Continuing to work on that Tinselfly scene. In fact, I’ve done little else in my free time lately.
Right before bed on Sunday, I was working on this light-up sign. And for just a fraction of a second, I thought it was real, spinning silently above me on that late summer night as the crickets chirped and leaves rustled around me.
The weekend was ending. Shops were closing and the city was strangely quiet. It was time to go home.
It was kind of unsettling.
* * *
Given how long all this has been in development, you’d think that I’d be overjoyed to be able to see this stuff on screen at long last; to be able to walk through these sets that previously existed only in my head. Like how you might want to see a well-realized version of your favorite book, with all the sets and costumes and everything just the way you imagined them.
And… that’s completely not how I’ve been reacting to it. Which is kinda surprising me.

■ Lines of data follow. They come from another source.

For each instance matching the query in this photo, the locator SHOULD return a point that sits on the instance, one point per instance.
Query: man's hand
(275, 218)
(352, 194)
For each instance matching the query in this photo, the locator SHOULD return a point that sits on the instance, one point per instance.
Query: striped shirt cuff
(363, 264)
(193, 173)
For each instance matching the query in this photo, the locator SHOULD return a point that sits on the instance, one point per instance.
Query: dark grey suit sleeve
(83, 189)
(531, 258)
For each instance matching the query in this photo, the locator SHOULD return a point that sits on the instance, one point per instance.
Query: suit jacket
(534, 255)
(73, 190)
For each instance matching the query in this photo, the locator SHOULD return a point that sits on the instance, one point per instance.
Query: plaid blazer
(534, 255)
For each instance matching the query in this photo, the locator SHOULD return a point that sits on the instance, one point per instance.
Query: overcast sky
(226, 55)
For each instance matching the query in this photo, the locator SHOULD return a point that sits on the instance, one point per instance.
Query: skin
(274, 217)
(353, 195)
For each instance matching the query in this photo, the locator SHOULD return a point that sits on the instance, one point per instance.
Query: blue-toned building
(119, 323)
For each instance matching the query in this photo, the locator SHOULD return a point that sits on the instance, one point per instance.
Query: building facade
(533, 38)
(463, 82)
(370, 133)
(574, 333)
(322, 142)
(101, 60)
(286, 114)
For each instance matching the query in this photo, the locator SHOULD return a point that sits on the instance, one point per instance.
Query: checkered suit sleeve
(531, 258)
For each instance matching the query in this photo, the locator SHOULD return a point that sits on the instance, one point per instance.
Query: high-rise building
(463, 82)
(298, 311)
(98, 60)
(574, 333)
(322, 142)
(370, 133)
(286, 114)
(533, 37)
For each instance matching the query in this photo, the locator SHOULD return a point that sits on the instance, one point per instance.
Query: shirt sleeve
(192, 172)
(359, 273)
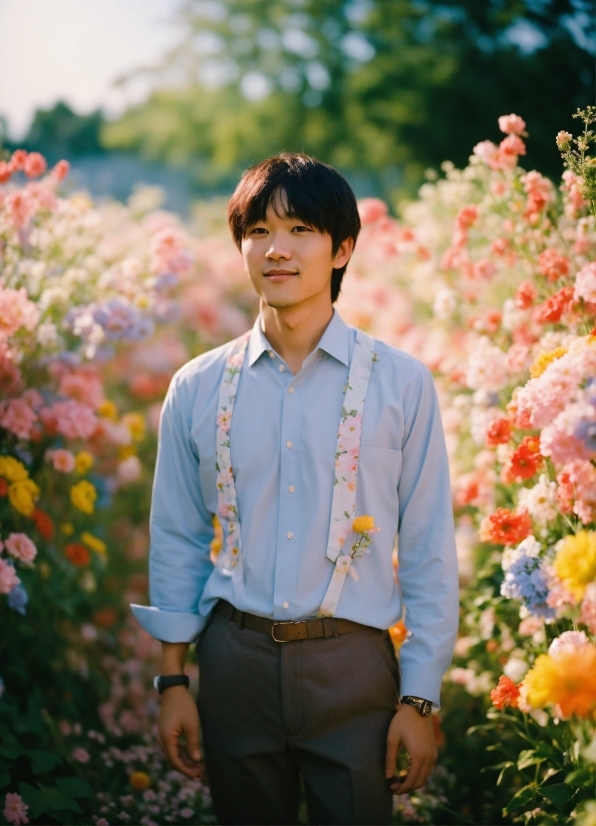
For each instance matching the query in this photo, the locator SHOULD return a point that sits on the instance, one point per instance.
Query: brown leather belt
(283, 631)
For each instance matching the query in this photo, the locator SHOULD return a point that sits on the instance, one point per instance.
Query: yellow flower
(567, 680)
(22, 495)
(83, 496)
(575, 562)
(83, 461)
(544, 359)
(139, 781)
(136, 424)
(108, 410)
(94, 543)
(12, 469)
(363, 524)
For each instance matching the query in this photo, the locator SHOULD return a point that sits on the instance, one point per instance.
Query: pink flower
(35, 164)
(512, 146)
(15, 811)
(81, 755)
(371, 209)
(17, 417)
(512, 125)
(70, 418)
(61, 170)
(84, 387)
(16, 311)
(63, 460)
(8, 577)
(167, 252)
(21, 547)
(585, 284)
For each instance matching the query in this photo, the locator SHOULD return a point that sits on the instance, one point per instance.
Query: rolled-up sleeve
(181, 529)
(426, 547)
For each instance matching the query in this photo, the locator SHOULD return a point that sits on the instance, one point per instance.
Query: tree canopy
(380, 88)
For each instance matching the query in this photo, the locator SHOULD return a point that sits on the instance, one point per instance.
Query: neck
(294, 332)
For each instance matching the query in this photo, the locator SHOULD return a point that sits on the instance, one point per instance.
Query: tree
(380, 88)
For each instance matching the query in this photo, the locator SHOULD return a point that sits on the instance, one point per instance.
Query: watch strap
(162, 682)
(422, 706)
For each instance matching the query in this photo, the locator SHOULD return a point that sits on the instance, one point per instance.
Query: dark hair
(314, 192)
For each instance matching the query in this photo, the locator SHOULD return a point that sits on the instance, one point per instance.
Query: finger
(172, 753)
(393, 744)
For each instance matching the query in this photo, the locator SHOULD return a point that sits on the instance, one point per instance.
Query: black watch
(161, 683)
(423, 707)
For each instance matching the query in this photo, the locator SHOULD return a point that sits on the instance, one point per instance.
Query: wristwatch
(161, 682)
(423, 707)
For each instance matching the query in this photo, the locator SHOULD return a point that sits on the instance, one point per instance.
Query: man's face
(289, 262)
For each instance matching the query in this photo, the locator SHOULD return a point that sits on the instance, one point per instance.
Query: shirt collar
(334, 341)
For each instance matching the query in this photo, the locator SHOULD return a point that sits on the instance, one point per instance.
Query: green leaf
(557, 793)
(74, 786)
(521, 798)
(43, 761)
(529, 757)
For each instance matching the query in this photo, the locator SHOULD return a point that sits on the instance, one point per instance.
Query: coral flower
(505, 527)
(44, 524)
(139, 781)
(505, 694)
(567, 680)
(575, 562)
(498, 432)
(77, 554)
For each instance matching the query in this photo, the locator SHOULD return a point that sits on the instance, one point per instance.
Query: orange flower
(398, 634)
(139, 781)
(505, 527)
(525, 462)
(498, 432)
(77, 554)
(505, 694)
(43, 523)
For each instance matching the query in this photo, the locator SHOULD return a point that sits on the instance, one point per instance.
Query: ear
(343, 254)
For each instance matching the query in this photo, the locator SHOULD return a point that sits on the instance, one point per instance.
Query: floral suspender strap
(227, 503)
(343, 506)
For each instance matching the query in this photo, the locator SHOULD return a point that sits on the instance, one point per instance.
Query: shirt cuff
(169, 626)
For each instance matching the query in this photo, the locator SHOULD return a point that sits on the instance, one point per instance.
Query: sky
(72, 50)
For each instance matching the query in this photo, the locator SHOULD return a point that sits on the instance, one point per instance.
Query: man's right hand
(179, 717)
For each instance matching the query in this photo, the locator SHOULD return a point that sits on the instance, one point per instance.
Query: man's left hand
(416, 734)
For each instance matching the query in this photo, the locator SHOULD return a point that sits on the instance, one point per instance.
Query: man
(315, 445)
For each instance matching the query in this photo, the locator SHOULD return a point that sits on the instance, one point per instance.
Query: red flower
(505, 527)
(43, 523)
(505, 694)
(554, 307)
(77, 554)
(498, 432)
(524, 462)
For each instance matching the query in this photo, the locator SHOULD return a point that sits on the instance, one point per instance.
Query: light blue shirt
(283, 442)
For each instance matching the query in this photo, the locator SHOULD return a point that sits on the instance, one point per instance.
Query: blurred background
(188, 93)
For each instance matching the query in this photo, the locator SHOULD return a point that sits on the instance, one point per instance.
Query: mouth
(279, 275)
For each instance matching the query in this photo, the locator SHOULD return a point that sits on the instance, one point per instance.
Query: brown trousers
(272, 712)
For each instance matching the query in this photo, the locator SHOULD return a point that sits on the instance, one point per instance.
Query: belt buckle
(281, 622)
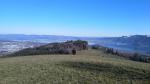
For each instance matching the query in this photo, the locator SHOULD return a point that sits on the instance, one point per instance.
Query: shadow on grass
(114, 71)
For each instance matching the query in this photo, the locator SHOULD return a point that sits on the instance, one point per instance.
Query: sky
(95, 18)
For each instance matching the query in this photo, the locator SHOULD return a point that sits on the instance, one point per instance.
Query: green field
(87, 67)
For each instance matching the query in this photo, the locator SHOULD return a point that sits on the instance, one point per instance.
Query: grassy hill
(87, 67)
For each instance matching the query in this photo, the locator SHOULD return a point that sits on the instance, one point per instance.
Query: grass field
(87, 67)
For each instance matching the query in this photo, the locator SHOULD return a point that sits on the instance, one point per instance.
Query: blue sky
(75, 17)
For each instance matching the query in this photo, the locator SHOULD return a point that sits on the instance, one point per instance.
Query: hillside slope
(87, 67)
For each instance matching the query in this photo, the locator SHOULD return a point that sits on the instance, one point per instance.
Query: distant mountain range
(135, 43)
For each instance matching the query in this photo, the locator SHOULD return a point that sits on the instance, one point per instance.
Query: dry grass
(87, 67)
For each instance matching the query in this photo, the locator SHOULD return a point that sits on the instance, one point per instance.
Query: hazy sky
(75, 17)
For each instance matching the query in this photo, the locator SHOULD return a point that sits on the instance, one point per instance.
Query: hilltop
(87, 67)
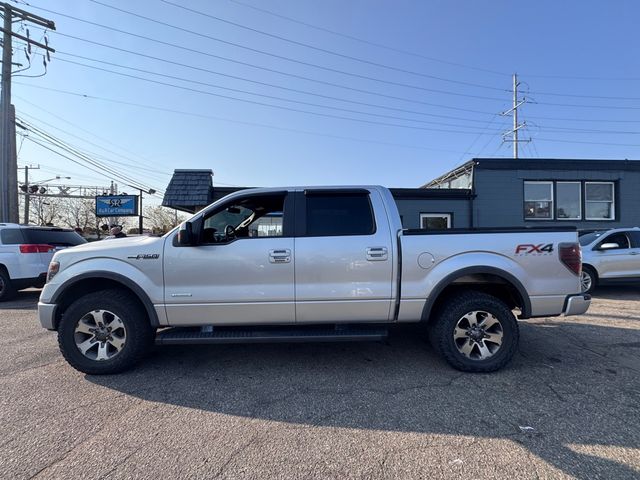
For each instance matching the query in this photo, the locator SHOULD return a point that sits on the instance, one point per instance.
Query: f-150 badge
(145, 256)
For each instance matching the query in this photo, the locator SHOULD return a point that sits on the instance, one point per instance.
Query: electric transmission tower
(511, 136)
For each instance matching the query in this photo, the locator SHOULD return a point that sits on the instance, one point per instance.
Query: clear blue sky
(568, 48)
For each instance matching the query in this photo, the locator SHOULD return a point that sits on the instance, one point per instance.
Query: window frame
(580, 201)
(552, 210)
(448, 216)
(288, 216)
(613, 200)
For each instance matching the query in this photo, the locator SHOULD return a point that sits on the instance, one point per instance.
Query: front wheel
(104, 332)
(475, 332)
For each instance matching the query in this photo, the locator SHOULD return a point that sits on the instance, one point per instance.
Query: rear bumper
(576, 304)
(47, 315)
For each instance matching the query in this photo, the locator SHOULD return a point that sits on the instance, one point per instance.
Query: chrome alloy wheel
(100, 335)
(478, 335)
(585, 281)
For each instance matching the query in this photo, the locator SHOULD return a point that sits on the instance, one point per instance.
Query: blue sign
(117, 205)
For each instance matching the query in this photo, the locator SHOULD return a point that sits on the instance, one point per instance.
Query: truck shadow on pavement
(569, 396)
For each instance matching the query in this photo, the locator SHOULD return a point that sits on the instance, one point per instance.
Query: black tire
(7, 290)
(452, 314)
(138, 333)
(589, 271)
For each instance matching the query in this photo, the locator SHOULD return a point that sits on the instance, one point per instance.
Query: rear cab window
(338, 213)
(11, 236)
(55, 237)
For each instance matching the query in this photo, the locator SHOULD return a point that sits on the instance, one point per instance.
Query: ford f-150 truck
(305, 264)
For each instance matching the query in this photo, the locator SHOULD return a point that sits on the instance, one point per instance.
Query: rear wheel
(104, 332)
(7, 290)
(475, 332)
(588, 279)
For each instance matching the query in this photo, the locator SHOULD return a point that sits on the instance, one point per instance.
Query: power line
(132, 165)
(295, 90)
(281, 107)
(82, 129)
(368, 42)
(74, 151)
(313, 47)
(262, 52)
(240, 122)
(272, 97)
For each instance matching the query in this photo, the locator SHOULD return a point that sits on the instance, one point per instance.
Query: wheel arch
(491, 280)
(99, 280)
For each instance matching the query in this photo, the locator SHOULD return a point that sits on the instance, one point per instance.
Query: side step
(258, 334)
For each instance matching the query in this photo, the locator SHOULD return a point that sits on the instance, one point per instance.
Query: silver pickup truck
(308, 264)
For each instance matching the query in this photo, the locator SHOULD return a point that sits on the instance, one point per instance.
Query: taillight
(36, 248)
(571, 256)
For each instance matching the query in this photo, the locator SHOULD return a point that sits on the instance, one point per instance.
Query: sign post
(117, 206)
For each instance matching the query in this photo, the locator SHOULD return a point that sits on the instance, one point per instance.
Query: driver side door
(246, 277)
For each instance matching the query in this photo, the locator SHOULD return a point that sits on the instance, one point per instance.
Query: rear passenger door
(343, 257)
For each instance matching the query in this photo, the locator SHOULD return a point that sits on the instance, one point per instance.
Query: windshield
(587, 238)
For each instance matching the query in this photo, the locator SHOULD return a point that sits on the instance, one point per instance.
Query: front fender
(147, 287)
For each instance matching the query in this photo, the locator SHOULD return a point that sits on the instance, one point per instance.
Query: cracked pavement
(361, 410)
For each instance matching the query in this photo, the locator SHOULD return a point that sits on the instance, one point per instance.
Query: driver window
(619, 238)
(247, 217)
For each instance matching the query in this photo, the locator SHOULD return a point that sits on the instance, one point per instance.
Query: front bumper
(576, 304)
(47, 315)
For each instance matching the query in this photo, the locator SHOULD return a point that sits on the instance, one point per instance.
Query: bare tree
(46, 210)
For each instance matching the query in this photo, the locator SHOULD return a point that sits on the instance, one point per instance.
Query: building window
(538, 200)
(599, 201)
(568, 201)
(435, 221)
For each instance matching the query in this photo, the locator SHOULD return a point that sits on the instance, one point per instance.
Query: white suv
(25, 253)
(610, 255)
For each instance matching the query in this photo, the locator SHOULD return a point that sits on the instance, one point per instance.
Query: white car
(25, 253)
(610, 255)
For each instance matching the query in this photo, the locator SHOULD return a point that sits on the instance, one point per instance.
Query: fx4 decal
(540, 249)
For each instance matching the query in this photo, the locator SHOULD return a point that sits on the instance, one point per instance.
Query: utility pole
(8, 161)
(27, 196)
(513, 111)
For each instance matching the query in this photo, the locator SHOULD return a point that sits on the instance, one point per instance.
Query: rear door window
(620, 238)
(336, 214)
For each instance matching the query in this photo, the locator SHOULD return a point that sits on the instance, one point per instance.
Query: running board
(292, 334)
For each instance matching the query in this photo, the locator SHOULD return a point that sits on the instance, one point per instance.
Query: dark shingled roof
(189, 190)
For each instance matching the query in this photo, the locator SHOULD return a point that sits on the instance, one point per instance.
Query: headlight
(54, 267)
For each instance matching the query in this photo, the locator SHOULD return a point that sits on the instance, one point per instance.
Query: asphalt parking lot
(567, 407)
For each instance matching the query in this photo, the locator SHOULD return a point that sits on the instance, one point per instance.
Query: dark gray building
(548, 192)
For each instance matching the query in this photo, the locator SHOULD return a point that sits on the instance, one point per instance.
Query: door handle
(377, 254)
(280, 256)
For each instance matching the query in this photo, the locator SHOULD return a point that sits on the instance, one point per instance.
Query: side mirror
(185, 235)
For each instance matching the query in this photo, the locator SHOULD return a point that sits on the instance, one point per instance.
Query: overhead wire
(313, 47)
(369, 42)
(274, 55)
(87, 159)
(240, 122)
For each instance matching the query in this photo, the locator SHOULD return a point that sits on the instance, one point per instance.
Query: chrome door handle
(280, 256)
(377, 254)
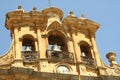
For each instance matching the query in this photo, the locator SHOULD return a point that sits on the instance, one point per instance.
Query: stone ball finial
(19, 7)
(82, 16)
(111, 56)
(71, 13)
(34, 9)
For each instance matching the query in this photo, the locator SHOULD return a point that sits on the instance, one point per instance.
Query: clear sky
(104, 12)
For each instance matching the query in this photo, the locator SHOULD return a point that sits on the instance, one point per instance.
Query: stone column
(18, 57)
(95, 50)
(112, 59)
(40, 44)
(76, 47)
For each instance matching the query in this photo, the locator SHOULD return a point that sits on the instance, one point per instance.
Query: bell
(56, 48)
(28, 48)
(83, 54)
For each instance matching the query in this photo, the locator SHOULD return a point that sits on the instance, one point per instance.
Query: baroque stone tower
(46, 46)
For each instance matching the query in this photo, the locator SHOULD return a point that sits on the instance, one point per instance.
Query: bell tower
(26, 37)
(42, 40)
(47, 46)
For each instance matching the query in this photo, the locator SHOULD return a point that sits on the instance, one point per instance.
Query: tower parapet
(47, 46)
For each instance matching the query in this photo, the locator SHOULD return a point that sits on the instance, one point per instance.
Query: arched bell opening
(58, 50)
(86, 54)
(29, 53)
(85, 49)
(57, 41)
(28, 43)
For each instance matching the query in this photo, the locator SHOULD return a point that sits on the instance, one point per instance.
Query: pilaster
(76, 46)
(95, 50)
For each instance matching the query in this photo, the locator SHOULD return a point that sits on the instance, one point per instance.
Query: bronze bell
(28, 48)
(56, 48)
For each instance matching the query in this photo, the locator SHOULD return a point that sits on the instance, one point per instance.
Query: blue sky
(104, 12)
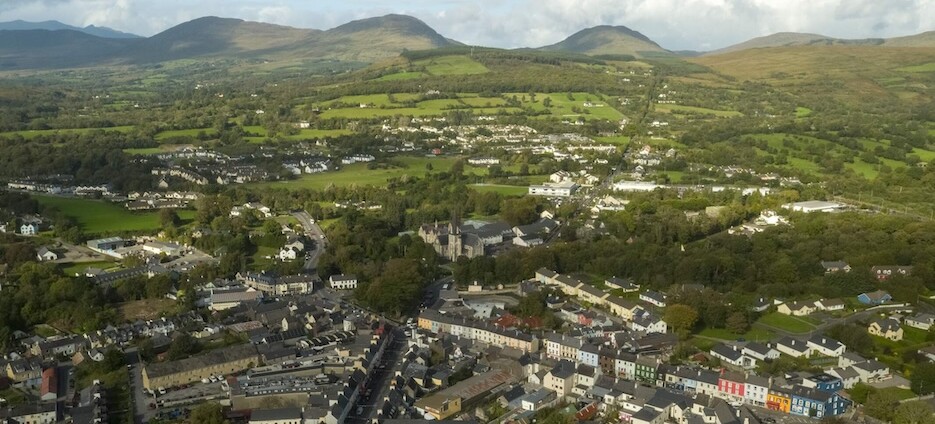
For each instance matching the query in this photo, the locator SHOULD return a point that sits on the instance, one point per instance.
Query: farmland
(100, 217)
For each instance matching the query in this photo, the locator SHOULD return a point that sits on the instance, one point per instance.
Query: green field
(787, 322)
(669, 108)
(506, 190)
(28, 134)
(191, 132)
(452, 65)
(401, 76)
(97, 216)
(927, 67)
(358, 174)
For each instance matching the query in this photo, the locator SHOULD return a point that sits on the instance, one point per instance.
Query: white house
(826, 346)
(343, 282)
(44, 254)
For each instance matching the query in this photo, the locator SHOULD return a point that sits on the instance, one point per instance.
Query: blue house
(814, 403)
(824, 382)
(878, 297)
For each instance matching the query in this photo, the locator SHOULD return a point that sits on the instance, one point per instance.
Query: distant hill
(371, 39)
(215, 37)
(42, 49)
(607, 40)
(97, 31)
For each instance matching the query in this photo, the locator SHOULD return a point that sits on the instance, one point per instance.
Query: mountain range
(52, 44)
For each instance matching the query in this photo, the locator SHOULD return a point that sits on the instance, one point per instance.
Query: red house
(731, 384)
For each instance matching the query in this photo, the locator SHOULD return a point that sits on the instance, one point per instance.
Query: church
(450, 242)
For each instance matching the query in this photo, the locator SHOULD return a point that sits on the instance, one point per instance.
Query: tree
(168, 218)
(915, 412)
(682, 318)
(922, 380)
(208, 413)
(737, 323)
(881, 405)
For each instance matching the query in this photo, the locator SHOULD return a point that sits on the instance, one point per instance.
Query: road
(141, 400)
(380, 380)
(314, 233)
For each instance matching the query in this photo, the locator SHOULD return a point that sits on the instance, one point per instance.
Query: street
(314, 233)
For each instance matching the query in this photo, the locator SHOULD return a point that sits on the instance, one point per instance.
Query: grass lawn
(358, 174)
(787, 322)
(192, 132)
(401, 76)
(28, 134)
(145, 309)
(97, 216)
(755, 334)
(670, 108)
(75, 268)
(507, 190)
(452, 65)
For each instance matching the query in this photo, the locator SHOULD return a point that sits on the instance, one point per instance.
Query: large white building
(343, 282)
(562, 189)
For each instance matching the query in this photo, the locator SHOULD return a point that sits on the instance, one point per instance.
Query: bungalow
(654, 298)
(793, 347)
(885, 272)
(878, 297)
(835, 266)
(732, 355)
(887, 328)
(45, 255)
(796, 308)
(825, 345)
(830, 304)
(921, 321)
(760, 351)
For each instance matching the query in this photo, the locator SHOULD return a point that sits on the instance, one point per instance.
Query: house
(732, 355)
(761, 305)
(46, 255)
(835, 266)
(825, 345)
(921, 321)
(793, 347)
(830, 305)
(878, 297)
(887, 328)
(760, 351)
(343, 282)
(883, 273)
(29, 229)
(796, 308)
(654, 298)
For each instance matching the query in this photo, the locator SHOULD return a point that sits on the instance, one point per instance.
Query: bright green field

I guess you could say that getting this stuff out of my head makes it more malleable; an idea is hard to react to. Once something’s up there on screen, I’m more willing to change its purpose, appearance, or cut it and related objects entirely. Initially, my city here was supposed to be half a kilometer in diameter; now, it’s down to half that, reducing the area over which the player can travel to a quarter of what it originally was supposed to be. And the scope of the project in general has gotten significantly smaller.
Now that I can see this, I am so much more willing to produce work that I find merely adequate and make cuts to all areas of the project.
It’s kind of liberating.
For the most part, this place does not feel any more real to me than it did before I started modeling it. It is, however, significantly easier to work with. And that’s what’s important right now. Feeling real can happen later.